The Adventure (L'Avventura)

Having admired the formal ingenuity and compositional beauty of Antonioni's The Night, I thought I'd give the first of his trilogy on the jaded middle classes a go. Critical opinion seems to suggest that The Adventure is the more accessible work, having a plot that uncannily mirrors Hitchcock's Psycho (released the same year). Knowing the set up of the film coming in, I found it far more boring. The Night is long, but it is stretched between a brilliant beginning and ending. The Adventure is just long, vaguely episodic but drifting, without the bookends that wrap up La Dolce Vita (also released the same year) in a satisfying package.

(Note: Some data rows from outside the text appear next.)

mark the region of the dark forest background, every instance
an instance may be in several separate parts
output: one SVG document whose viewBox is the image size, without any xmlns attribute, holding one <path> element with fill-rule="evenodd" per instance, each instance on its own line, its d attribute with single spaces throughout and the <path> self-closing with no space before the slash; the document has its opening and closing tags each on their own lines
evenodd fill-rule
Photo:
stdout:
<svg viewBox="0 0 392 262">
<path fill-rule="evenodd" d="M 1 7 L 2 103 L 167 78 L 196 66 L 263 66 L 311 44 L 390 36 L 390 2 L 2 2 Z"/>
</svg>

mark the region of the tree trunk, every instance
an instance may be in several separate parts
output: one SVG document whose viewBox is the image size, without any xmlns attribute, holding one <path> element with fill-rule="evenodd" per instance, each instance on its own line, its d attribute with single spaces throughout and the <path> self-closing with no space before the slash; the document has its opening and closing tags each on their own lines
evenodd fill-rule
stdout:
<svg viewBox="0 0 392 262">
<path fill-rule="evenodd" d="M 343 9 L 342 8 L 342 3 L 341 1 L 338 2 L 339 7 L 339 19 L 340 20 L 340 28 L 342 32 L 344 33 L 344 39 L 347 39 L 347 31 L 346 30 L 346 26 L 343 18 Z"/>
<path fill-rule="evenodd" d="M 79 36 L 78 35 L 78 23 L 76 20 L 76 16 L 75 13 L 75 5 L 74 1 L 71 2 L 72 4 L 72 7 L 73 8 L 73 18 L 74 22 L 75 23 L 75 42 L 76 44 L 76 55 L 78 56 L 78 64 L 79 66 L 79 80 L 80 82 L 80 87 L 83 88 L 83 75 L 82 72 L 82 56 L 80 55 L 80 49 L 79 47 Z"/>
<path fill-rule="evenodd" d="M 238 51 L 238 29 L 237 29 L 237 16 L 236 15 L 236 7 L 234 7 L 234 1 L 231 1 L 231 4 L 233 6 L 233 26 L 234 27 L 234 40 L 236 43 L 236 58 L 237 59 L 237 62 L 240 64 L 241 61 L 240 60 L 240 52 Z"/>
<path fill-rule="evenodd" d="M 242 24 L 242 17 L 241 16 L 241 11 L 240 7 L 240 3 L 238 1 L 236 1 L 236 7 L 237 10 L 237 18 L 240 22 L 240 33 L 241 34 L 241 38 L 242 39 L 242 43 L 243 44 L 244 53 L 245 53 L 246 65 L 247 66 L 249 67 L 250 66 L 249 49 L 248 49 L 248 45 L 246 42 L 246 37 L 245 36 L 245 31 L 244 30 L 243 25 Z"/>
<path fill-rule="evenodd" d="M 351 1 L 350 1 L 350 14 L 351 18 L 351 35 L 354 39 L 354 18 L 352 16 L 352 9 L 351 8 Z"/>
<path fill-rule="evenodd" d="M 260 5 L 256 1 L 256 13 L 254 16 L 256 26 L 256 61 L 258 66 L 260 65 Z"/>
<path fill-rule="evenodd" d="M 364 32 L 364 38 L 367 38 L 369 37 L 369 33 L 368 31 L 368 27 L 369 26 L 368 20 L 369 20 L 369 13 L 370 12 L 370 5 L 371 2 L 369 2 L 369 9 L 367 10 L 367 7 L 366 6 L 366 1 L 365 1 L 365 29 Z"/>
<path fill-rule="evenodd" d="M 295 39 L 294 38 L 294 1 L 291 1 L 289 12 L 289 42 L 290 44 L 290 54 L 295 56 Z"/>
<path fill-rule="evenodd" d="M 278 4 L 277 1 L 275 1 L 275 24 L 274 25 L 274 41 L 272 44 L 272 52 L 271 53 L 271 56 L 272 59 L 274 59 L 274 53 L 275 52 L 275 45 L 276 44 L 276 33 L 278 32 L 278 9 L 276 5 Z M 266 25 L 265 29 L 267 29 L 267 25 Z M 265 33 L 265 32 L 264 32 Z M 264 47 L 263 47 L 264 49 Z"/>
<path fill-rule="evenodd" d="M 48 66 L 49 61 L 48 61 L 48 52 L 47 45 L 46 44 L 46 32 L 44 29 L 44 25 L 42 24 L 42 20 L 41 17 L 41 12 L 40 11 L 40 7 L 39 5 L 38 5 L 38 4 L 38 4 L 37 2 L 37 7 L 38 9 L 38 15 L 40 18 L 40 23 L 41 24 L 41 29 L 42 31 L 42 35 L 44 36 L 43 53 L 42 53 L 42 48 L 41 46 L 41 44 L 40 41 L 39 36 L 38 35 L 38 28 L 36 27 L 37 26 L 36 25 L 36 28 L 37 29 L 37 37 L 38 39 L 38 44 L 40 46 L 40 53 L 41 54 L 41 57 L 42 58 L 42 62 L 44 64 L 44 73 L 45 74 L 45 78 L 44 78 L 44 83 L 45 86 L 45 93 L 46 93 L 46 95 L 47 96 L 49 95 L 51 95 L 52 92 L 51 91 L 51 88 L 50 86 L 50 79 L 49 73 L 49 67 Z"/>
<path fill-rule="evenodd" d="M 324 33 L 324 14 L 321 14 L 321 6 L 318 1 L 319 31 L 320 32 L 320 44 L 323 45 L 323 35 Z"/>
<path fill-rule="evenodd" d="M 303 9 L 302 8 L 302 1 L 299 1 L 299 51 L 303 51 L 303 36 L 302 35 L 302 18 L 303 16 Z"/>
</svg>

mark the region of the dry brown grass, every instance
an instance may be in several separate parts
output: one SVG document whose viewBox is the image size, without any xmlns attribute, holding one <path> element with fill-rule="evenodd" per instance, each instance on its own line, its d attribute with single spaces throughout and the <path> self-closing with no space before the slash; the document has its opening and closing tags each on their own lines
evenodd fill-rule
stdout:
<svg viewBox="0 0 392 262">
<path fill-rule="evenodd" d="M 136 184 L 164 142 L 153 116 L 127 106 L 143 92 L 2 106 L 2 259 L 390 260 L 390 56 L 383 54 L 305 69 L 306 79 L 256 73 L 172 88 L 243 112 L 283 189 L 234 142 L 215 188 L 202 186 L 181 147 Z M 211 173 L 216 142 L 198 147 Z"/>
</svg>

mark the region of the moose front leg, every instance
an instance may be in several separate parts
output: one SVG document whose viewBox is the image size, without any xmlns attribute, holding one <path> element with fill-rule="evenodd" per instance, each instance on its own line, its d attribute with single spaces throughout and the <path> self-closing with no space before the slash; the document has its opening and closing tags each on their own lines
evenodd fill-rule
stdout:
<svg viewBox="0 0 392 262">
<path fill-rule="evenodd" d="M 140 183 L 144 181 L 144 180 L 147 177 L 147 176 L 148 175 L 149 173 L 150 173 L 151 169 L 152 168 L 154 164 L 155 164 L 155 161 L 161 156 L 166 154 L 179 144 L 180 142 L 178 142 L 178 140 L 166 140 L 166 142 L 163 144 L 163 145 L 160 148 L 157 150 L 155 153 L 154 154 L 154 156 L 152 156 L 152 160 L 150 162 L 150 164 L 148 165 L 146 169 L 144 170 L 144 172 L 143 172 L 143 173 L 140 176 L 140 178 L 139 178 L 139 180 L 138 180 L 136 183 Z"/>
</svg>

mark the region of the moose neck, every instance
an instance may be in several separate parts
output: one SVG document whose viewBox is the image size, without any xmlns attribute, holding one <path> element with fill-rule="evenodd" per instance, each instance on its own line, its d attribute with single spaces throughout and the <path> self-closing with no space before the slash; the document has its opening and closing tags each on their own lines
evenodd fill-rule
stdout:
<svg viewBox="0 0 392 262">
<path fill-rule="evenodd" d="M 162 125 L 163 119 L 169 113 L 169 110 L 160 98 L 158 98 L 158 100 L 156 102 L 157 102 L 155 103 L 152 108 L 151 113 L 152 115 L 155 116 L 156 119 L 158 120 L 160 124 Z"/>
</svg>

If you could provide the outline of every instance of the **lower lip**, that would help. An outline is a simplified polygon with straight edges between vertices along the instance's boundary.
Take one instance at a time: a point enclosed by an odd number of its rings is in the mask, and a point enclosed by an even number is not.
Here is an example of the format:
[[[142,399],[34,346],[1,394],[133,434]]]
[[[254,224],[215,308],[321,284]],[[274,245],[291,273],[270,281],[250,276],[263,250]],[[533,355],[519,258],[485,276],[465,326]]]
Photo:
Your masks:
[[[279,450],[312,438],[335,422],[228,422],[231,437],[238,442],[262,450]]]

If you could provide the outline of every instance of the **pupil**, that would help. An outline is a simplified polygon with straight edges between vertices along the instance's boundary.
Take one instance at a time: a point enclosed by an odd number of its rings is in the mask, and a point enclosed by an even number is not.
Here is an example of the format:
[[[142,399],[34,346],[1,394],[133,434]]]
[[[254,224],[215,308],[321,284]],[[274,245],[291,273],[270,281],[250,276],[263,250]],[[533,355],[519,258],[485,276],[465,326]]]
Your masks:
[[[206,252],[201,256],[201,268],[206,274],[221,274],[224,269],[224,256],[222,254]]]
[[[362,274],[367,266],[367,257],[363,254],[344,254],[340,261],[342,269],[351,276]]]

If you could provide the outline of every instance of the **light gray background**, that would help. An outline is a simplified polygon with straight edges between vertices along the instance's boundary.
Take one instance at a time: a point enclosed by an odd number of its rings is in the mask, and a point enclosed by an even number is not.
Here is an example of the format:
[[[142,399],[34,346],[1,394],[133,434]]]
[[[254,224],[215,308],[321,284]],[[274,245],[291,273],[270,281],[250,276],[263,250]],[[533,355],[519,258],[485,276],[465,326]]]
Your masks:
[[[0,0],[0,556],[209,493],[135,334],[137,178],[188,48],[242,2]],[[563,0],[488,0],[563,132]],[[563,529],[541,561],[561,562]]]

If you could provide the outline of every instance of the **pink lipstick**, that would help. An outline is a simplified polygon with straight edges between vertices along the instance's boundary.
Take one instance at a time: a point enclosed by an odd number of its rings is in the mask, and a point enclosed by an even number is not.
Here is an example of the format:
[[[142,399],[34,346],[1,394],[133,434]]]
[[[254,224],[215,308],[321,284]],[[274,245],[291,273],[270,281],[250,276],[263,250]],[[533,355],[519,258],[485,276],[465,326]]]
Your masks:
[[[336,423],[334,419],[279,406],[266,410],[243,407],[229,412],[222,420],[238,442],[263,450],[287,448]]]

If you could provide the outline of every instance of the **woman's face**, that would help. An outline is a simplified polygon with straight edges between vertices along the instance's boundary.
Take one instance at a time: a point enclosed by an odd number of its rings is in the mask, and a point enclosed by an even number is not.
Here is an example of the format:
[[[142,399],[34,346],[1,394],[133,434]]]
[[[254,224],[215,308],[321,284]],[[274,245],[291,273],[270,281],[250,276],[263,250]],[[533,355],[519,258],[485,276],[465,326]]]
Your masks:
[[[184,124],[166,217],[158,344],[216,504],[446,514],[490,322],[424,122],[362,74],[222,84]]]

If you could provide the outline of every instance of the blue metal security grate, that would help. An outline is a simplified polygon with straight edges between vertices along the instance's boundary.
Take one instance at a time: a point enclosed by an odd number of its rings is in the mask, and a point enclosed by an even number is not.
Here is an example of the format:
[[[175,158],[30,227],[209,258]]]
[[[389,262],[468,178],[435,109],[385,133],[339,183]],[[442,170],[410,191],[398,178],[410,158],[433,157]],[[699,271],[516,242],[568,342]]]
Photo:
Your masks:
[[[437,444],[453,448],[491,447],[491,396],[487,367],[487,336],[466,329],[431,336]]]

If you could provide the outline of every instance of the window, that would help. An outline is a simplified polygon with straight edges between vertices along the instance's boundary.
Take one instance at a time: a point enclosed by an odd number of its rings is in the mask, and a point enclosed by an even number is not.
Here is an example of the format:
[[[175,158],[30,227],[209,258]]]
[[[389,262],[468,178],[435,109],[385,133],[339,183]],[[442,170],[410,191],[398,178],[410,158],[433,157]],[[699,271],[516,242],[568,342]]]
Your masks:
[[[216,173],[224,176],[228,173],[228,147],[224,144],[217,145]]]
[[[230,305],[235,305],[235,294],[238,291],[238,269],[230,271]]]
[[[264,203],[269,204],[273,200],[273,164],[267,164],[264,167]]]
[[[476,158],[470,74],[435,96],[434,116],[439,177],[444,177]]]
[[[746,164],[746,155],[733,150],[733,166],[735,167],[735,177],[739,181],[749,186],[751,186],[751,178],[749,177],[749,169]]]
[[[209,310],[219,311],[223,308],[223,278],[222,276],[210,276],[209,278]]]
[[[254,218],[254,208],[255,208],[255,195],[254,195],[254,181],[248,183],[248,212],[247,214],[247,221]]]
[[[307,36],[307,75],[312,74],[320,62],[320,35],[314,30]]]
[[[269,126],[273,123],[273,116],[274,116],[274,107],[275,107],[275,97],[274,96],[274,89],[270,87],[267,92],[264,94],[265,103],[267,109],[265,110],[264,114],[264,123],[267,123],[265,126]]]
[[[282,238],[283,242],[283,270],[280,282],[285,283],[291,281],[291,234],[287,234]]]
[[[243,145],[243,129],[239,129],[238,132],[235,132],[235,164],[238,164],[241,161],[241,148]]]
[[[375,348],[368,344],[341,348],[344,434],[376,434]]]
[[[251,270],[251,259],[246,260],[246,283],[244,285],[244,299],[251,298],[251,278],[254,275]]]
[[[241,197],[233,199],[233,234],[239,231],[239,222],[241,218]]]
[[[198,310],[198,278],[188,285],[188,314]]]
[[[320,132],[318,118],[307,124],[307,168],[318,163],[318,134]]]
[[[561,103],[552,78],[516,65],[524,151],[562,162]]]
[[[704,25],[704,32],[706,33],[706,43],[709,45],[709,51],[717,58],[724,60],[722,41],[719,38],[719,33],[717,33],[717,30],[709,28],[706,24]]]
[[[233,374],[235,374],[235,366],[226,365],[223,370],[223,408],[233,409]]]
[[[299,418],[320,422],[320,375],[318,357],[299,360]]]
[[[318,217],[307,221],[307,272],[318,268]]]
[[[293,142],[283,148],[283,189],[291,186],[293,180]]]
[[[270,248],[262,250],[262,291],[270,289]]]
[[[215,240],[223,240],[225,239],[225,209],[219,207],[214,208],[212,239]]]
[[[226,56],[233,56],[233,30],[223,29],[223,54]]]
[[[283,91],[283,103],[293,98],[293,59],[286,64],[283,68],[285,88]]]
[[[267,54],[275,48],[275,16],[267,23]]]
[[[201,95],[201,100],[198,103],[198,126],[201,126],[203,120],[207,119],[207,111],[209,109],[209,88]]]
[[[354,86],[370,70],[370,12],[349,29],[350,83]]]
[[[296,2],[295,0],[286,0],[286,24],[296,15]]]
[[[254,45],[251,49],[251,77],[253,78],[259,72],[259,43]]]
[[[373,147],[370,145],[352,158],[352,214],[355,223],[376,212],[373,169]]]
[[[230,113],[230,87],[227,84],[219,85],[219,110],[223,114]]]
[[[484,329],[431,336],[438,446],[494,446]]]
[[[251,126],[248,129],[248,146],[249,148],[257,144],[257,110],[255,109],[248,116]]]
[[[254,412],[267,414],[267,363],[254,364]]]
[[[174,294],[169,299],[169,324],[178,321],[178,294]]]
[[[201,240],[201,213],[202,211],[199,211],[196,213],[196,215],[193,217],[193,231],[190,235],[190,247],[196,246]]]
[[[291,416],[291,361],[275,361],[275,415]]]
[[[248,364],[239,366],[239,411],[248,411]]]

The concerns of Antonioni's film are similar to Fellini's – both Italians appear to be going through the sort of existential crisis faced by Sartre and Camus in France 20 years previously, accentuated by economic boom and the arrival of celebrity culture. Traditional (Catholic) morality crumbles all around the protagonists in these films. Marriage, family and fulfillment in work are increasingly meaningless ideas Gabriele Ferzetti and Marcello Mastroianni struggle towards, beset by the demands capital makes on their labour and the new freedoms of the permissive, individualistic and consumerist society they find themselves in. Both directors also find solace in angelic females who redeem their wayward males. The Adventure concludes with Monica Vitti forgiving her lover minutes after finding him in flagrante delicto with a prostitute, losing all credibility in the process. La Dolce Vita is darker – at the end of the film, Mastroianni is sunk so deeply into listless excess that he can no longer hear the words of his guardian angel. Antonioni's follow-up The Night is even more dark: Monica Vitti is crushed and ruined by the nihilism at the heart of modern marriage, and the film ends drifting away from a rape at a golf course. None of these films are perfect, but The Adventure is the most disappointing by quite a measure.